In general relativity, what is the relative velocity between an observer in free fall from a distance $r_1$ from a mass $M$ and an observer stationary at distance $r$ when the first one crosses the sphere of radius $r$?

This is definitively not the value of $dr/dt$ for the free-falling observer.

Indeed, I have found that, if $r_S={2GM}/c^2$ is the Schwarzschild radius of the black hole with mass $M$, (even if the object of mass M is not particularly compact, but one is completely outside it) for an observer falling from infinity with zero initial velocity (that would take some time... )

$$ \frac{dr}{dt} = c\left(1 - \frac{r_S}{r}\right) \sqrt {\frac{r_S}{r}}$$

while the quantity I am looking for, the relative velocity with an observer stationary at radius $r$ is just

$$ V = c\sqrt {\frac{r_S}{r}}$$

But my question is, what about an observer that falls from a distance $r_1$ with zero initial velocity?

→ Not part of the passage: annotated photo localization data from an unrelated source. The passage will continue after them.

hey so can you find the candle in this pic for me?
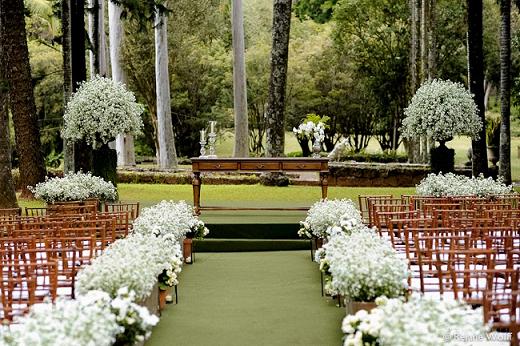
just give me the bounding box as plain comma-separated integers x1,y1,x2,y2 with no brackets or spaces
210,121,216,134
200,129,206,141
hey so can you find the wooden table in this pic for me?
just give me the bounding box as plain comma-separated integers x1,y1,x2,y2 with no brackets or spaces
191,157,329,214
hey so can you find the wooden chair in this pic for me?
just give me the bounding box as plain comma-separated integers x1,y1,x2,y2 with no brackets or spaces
25,207,48,217
0,208,21,217
104,202,140,222
358,195,393,224
0,258,58,322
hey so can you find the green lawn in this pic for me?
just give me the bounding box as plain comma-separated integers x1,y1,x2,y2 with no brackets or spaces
146,251,345,346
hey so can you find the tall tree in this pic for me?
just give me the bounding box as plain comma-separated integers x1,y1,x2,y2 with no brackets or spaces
1,0,46,197
498,0,511,184
71,0,92,172
467,0,488,176
109,1,136,166
62,0,75,173
89,0,108,76
232,0,249,157
408,0,420,163
155,10,177,168
0,1,18,207
265,0,292,157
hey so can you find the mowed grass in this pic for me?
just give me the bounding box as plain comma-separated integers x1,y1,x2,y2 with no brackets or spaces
16,184,414,223
115,184,415,208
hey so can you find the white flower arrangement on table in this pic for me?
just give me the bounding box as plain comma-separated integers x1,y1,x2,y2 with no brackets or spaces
0,289,158,346
293,120,326,143
342,295,487,346
28,171,117,203
76,234,183,301
62,75,144,148
298,199,362,239
401,79,482,143
416,172,513,198
132,200,209,241
319,226,409,301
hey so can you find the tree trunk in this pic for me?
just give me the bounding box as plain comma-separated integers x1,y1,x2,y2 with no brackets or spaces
89,0,107,77
265,0,292,158
154,11,178,168
232,0,249,158
108,1,136,166
92,142,117,187
62,0,75,173
408,0,420,163
0,3,18,207
2,0,46,198
71,0,92,172
467,0,488,176
498,0,511,184
420,0,429,83
427,0,436,79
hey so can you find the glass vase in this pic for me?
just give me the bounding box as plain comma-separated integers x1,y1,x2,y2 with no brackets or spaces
312,139,321,158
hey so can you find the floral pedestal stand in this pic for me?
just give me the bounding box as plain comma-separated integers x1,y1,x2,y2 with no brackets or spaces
183,236,193,264
344,300,377,316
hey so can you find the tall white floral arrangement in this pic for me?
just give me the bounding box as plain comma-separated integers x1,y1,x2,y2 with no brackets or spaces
62,75,144,148
401,79,482,142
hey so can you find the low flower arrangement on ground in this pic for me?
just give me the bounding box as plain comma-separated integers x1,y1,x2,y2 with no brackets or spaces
416,172,513,198
76,233,183,300
298,199,362,239
0,289,158,346
29,171,117,203
341,295,487,346
132,200,209,241
316,225,409,300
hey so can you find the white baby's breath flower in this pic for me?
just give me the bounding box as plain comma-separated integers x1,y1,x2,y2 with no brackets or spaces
62,75,144,148
401,79,482,142
416,172,513,197
28,171,117,203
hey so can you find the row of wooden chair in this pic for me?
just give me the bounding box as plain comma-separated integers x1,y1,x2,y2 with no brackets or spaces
360,194,520,344
0,203,139,322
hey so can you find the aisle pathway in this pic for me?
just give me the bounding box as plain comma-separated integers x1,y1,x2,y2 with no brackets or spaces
146,251,344,346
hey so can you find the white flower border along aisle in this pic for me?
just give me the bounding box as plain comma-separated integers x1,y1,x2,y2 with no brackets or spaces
132,200,209,242
297,199,363,240
341,295,488,346
416,172,514,198
315,225,409,302
29,171,117,204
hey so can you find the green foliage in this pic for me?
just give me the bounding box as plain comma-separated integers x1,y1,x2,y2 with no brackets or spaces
486,117,501,146
293,0,339,24
333,0,410,151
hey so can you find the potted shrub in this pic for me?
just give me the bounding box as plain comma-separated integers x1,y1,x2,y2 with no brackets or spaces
62,76,144,186
486,117,501,168
401,79,482,173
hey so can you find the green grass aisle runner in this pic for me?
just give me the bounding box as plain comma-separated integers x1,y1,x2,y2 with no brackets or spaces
146,251,345,346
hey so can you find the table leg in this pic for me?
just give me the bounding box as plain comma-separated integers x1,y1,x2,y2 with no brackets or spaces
320,172,328,200
192,172,201,215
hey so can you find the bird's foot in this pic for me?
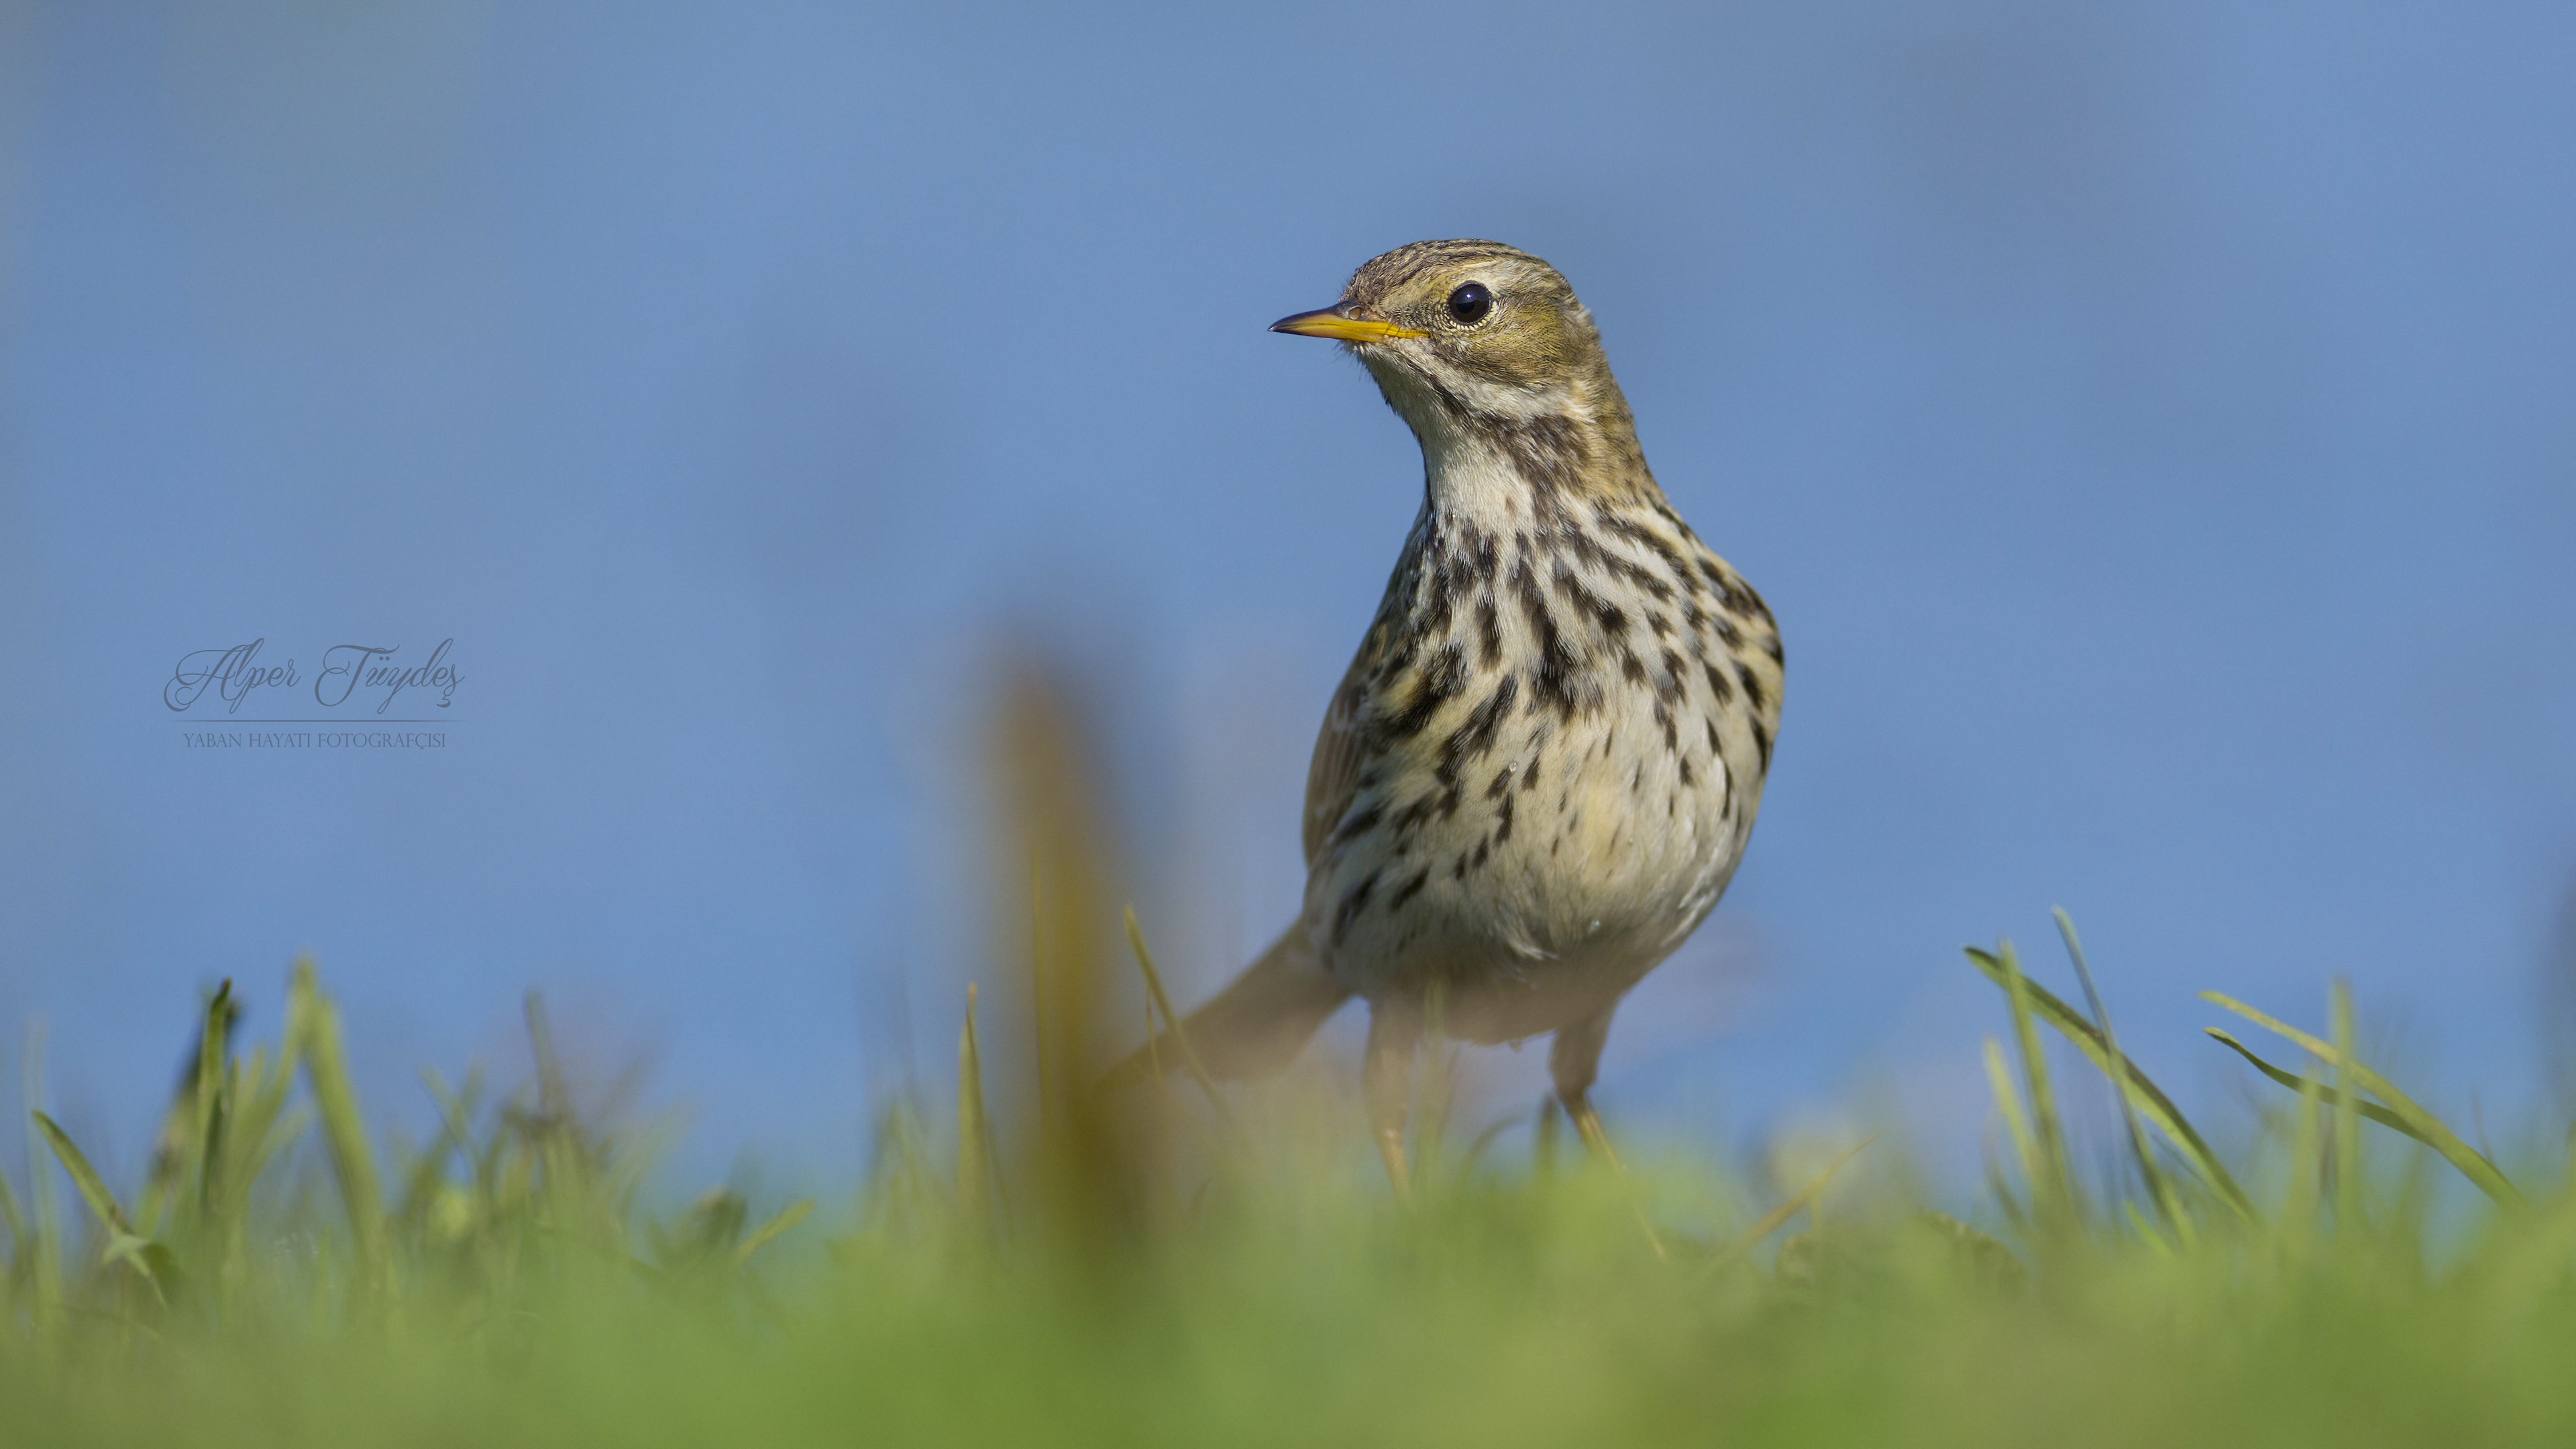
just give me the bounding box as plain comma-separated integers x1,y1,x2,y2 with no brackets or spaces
1560,1090,1667,1260
1568,1097,1625,1172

By intuition I have convinced myself that the answer is $$ V = c\sqrt {\frac{r_S}{r}}\sqrt {\frac{r_1-r}{r_1-r_S}}$$

which coincides with the previous value when $r_1$ increases to infinity and coincides with the Newtonian value

$$ V = \sqrt {\frac{2GM}{ r}-\frac{2GM} {r_1}}$$

when $r$ and $r_1$ are both much larger than $r_S$. But this is not the unique expression that satisfies these two constraints. For instance, if the last factor was $\sqrt {\frac{r_1-r}{r_1}}$ the $r_1\to \infty$ and Newtonian limits would be unchanged. But this "feels" wrong.

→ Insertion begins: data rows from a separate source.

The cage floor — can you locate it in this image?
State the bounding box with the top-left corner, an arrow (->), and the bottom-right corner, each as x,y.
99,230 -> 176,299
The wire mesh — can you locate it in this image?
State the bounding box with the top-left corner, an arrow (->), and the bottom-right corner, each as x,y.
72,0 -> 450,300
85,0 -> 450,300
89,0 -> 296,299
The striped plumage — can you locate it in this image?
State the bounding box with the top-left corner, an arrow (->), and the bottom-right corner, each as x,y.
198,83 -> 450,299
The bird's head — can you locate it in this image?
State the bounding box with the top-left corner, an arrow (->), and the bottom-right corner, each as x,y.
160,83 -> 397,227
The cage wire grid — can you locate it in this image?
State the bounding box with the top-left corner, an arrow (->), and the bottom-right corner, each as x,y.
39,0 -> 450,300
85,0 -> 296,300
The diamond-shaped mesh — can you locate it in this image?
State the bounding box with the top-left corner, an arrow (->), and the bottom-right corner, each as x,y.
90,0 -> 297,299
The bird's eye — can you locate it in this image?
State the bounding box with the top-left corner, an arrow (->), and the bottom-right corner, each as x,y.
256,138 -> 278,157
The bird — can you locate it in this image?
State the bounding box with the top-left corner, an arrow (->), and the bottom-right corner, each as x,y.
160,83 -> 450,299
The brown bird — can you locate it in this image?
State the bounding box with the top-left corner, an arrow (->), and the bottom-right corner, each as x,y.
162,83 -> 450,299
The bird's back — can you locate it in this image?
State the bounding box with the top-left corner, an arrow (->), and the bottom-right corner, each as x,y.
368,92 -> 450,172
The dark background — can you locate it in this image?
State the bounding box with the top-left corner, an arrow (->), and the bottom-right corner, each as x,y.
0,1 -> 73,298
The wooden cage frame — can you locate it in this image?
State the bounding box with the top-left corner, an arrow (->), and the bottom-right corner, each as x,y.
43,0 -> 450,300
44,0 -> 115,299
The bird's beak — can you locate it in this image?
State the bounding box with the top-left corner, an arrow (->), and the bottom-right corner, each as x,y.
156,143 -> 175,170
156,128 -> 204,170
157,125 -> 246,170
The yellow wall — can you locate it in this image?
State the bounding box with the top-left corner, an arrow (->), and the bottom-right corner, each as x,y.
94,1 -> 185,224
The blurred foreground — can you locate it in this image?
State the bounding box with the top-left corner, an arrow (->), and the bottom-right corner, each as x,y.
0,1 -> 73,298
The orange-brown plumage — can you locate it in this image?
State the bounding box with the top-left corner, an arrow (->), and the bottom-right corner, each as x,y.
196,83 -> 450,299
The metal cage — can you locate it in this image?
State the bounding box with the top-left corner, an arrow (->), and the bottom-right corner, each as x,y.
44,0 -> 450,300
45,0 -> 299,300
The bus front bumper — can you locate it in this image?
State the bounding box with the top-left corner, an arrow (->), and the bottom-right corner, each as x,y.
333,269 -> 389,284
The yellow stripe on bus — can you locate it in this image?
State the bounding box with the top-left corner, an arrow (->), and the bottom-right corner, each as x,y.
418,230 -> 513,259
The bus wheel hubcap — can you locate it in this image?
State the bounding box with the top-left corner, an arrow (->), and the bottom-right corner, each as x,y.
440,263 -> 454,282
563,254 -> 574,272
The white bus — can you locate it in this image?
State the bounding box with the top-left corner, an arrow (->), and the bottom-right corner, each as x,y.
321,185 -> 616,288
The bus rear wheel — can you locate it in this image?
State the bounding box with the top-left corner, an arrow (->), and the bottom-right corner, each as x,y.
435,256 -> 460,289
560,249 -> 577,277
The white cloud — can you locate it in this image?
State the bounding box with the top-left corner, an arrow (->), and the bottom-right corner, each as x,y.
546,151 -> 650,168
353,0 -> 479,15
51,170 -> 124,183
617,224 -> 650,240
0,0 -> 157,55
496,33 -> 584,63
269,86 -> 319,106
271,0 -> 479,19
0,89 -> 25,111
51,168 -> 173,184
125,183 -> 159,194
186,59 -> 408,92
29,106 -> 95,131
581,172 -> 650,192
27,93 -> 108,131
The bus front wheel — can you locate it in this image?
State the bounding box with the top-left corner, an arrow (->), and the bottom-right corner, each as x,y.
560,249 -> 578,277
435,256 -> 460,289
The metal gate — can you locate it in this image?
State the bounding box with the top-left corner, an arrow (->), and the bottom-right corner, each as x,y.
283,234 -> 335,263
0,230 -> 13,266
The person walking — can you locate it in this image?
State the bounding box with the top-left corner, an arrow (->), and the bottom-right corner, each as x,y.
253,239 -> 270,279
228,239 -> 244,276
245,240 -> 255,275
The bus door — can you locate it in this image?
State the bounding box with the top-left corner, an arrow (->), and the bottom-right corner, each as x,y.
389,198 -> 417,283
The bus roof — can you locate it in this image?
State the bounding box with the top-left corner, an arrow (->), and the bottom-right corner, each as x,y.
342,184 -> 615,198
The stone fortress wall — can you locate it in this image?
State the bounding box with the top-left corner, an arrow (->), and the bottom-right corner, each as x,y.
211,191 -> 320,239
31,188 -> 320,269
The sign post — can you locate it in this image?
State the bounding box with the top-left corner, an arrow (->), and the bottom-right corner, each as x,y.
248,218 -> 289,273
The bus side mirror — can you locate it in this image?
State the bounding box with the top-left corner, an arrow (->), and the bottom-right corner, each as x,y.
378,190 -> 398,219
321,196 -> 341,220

Can anyone confirm that my intuitive answer is indeed the correct one ?

Answer 1

Your intuitive guess is indeed correct. To find the velocity, we first use conservation of energy. The energy per unit mass of a particle is given by

$$e = -g_{tt} \dot{t} = \left(1 - \frac{r_s}{r}\right) \dot{t}.$$

When the particle is at rest at $r_1$, its four velocity $u^\mu = (\dot{t}, \dot{r}, \dot{\theta}, \dot{\phi})$ has only a $t$-component, and from the normalization $g_{\mu\nu} u^\mu u^\nu = -1$ we can find that

$$\dot{t}|_{r_1} = \frac{1}{\sqrt{1-r_s/r_1}}.$$

Conservation of energy then lets us find $\dot{t}$ at an arbitrary radius:

$$\dot{t} = \frac{\sqrt{1-r_s/r_1}}{1-r_s/r}.$$

Next, we need the four-velocity of the observer, which by the same argument has only a $t$-component given by

$$U_o^t = \frac{1}{\sqrt{1-r_s/r}}.$$

We're ready to put everything together: the four-velocity of the observer defines the $t$-axis of a local inertial frame, and we want the $t$-component of the particle's velocity in that frame. Since $U_o^\mu$ is normalized, this is just given by

$$u^t|_{\text{inertial}} = -g_{\mu\nu}U_o^\mu u^\nu|_\text{Schwarzschild},$$

where $u^\nu|_\text{Schwarzschild} = (\dot{t}, \dot{r}, \dot{\theta}, \dot{\phi})$. A lot of terms are zero, so we just have

$$u^t|_\text{inertial} = -g_{tt} U_o^t \dot{t} = \left(1-\frac{r_s}{r}\right) \frac{1}{\sqrt{1-r_s/r}} \frac{\sqrt{1-r_s/r_1}}{1-r_s/r}.$$

But in a local inertial frame we know that special relativity applies, so that the $t$-component of the four velocity is the Lorentz factor $\gamma = (1-v^2)^{-1/2}$. Solving for the velocity $v$ gives your expression as the answer.